TheEvilMango Posted November 21, 2019 Share Posted November 21, 2019 Is ethanol a good liquid to use as coolant for a cooling loop or is crude oil/petroleum better? Link to comment Share on other sites More sharing options...
Soulwind Posted November 21, 2019 Share Posted November 21, 2019 Ethanol has an awfully low boiling point for use as in-pipe coolant. Situations where it might be good, but I think petrol is better. On the other hand, I think the vaporization and recondensing of ethanol actually removes heat, so that could be useful as an environmental cooling medium. Link to comment Share on other sites More sharing options...
TheEvilMango Posted November 21, 2019 Author Share Posted November 21, 2019 Ok. And just to make sure I understand SHC and TC correct, SHC is how many DTUs per gram is needed to raise its temp by 1 correct? So a higher SHC means it can take more DTUs before changing temps? And thermal conductivity is lower numbers r insulators and higher r conductors? Link to comment Share on other sites More sharing options...

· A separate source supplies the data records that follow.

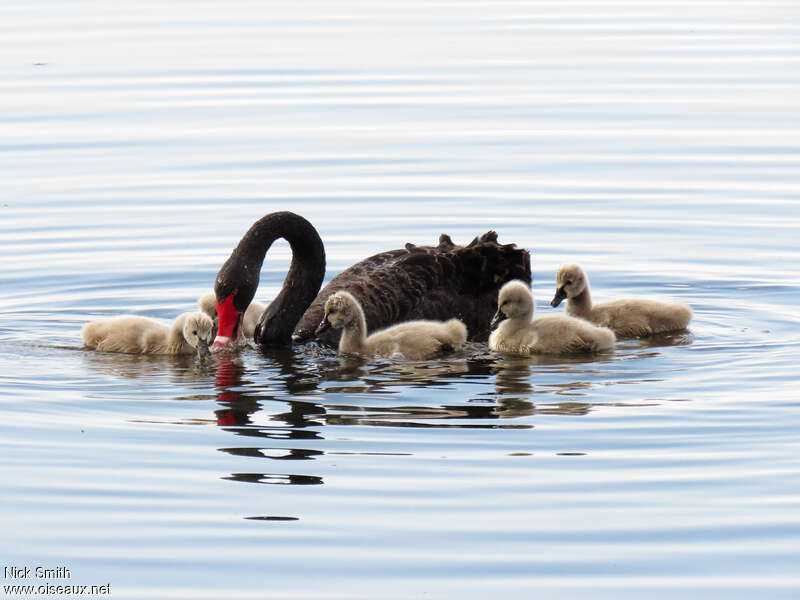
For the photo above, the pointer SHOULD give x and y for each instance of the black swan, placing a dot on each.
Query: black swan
(417, 282)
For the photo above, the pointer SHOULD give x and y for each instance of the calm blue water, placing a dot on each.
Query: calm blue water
(656, 144)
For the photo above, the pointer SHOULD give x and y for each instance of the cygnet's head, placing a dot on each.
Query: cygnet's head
(514, 301)
(570, 282)
(341, 309)
(198, 329)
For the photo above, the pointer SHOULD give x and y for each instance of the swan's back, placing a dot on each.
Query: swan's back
(426, 282)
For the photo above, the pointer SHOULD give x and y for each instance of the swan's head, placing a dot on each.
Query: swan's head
(514, 301)
(341, 309)
(198, 330)
(570, 282)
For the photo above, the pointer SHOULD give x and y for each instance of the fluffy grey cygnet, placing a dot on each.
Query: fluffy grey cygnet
(627, 318)
(412, 340)
(518, 332)
(191, 332)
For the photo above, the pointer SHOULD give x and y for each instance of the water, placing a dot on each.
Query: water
(655, 144)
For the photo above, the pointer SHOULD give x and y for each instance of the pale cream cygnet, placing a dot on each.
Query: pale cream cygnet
(208, 304)
(190, 332)
(412, 340)
(518, 332)
(627, 318)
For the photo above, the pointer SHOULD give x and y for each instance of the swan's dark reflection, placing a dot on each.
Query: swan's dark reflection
(241, 400)
(515, 387)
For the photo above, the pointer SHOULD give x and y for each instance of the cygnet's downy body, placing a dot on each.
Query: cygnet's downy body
(412, 340)
(191, 332)
(517, 332)
(627, 318)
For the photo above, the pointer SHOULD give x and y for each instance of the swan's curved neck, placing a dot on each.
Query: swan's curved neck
(354, 334)
(240, 274)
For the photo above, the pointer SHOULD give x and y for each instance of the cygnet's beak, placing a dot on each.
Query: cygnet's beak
(323, 326)
(202, 348)
(498, 318)
(560, 295)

Rebrait Posted November 21, 2019 Share Posted November 21, 2019 1 hour ago, Soulwind said: Ethanol has an awfully low boiling point for use as in-pipe coolant. Situations where it might be good, but I think petrol is better. On the other hand, I think the vaporization and recondensing of ethanol actually removes heat, so that could be useful as an environmental cooling medium. The vaporization removes heat, but the recondensing put that heat again in the ethanol Elements that change forever(like Regolith to Magma) are a very powerful way to creat/destroy heat, but elements that change back(like ethanol that evaporates and than vaporizate back to liquid ethanol) aren't that powerfull because the DTU change 2 times 59 minutes ago, TheEvilMango said: Ok. And just to make sure I understand SHC and TC correct, SHC is how many DTUs per gram is needed to raise its temp by 1 correct? So a higher SHC means it can take more DTUs before changing temps? And thermal conductivity is lower numbers r insulators and higher r conductors? Thermal condutivity is how much heat that can exchange with another element. Link to comment Share on other sites More sharing options...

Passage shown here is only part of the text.